# goat horns and heat



## bettybohemian (Feb 9, 2011)

I've read/heard now several times that a goats horns work so of like a radiator,  built in cooling system . Do you all concur?  If this is true then it stands to reason that disbursed or polls goats may not fair as.well in extreme heat? I'm expecting my first kidding in May and I've been grappling with whether or not to disbud. If This info is true then it makes my decision easier to make.


----------



## SDGsoap&dairy (Feb 9, 2011)

We live in GA where it gets pretty darn hot and humid and I haven't had any issues with my disbudded goats.  I do keep them clipped in the summer.


----------



## bettybohemian (Feb 9, 2011)

Sorry for the typos!!! I have auto correct on my phone and sometimes miss the errors lol


----------



## lilhill (Feb 9, 2011)

n.smithurmond said:
			
		

> We live in GA where it gets pretty darn hot and humid and I haven't had any issues with my disbudded goats.  I do keep them clipped in the summer.


I live in N. Alabama and have had no problems with my disbudded/polled goats.  Just give them plenty of fresh water and shade and we clip them in the summer and they are fine.


----------



## julieq (Feb 9, 2011)

Gets super hot here in the high desert in the summers and all our goats are disbudded while young.  We also body clip to help keep them comfortable during the heat.


----------



## bettybohemian (Feb 9, 2011)

julieq said:
			
		

> Gets super hot here in the high desert in the summers and all our goats are disbudded while young.  We also body clip to help keep them comfortable during the heat.

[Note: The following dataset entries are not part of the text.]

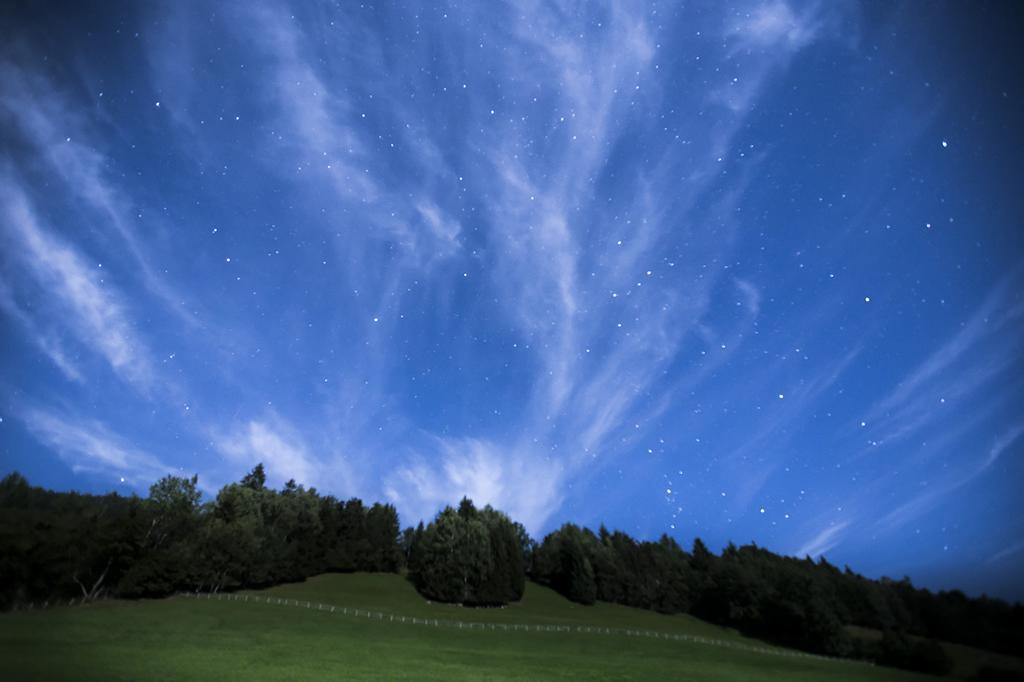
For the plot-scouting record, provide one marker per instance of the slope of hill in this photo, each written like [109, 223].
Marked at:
[194, 639]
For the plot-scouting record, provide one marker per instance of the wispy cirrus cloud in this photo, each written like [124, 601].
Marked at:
[522, 484]
[823, 542]
[89, 445]
[88, 307]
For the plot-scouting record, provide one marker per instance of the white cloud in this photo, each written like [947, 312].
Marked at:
[279, 446]
[89, 445]
[822, 542]
[524, 486]
[92, 310]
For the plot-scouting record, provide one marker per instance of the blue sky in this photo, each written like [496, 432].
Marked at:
[745, 271]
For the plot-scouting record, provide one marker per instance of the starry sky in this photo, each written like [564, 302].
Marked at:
[750, 271]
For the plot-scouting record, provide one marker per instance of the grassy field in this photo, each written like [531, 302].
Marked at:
[197, 639]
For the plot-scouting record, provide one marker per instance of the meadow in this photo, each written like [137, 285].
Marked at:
[275, 636]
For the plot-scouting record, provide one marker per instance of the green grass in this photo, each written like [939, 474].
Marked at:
[197, 639]
[968, 661]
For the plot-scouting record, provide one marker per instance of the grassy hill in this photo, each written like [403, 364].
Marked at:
[185, 638]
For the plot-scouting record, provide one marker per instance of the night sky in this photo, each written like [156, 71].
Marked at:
[749, 272]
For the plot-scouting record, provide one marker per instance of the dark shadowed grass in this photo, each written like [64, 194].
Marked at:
[194, 639]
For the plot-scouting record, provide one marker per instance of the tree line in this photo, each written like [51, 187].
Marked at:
[69, 545]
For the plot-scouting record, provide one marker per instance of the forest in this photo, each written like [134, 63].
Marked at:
[71, 546]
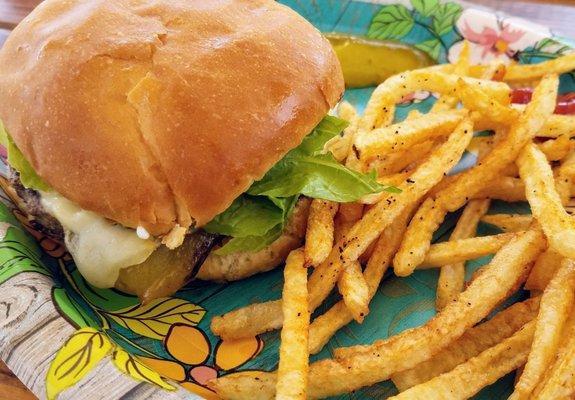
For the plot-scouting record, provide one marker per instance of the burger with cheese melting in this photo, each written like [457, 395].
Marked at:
[164, 140]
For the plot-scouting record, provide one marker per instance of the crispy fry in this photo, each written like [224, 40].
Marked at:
[565, 178]
[380, 109]
[559, 382]
[365, 365]
[461, 68]
[293, 354]
[509, 222]
[557, 149]
[467, 379]
[387, 164]
[402, 136]
[350, 212]
[389, 180]
[543, 270]
[503, 188]
[414, 244]
[473, 98]
[558, 125]
[474, 341]
[347, 111]
[470, 182]
[465, 249]
[245, 321]
[327, 324]
[354, 290]
[382, 214]
[508, 268]
[559, 227]
[249, 321]
[528, 73]
[452, 276]
[320, 229]
[556, 303]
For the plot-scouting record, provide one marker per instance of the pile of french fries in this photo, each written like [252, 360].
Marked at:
[530, 157]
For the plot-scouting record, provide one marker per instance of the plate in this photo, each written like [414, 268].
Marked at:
[61, 336]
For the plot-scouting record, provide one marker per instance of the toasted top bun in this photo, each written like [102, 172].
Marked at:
[161, 112]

Having never been to Idaho. I was unaware they had deserts! Interesting. I live in CA in the lower Colorado desert just below the Mojave desert. Very arid and about 115 average during summer months. I know my fiber goats will need to be shorn pretty soon here, but I should clip my nigis as well?


----------



## SDGsoap&dairy (Feb 9, 2011)

bettybohemian said:
			
		

> julieq said:
> 
> 
> 
> ...


I'm a native of Washington and people here in GA always raise an eyebrow when I mention the desert in E. WA. Yup, they're there.   And gorgeous besides!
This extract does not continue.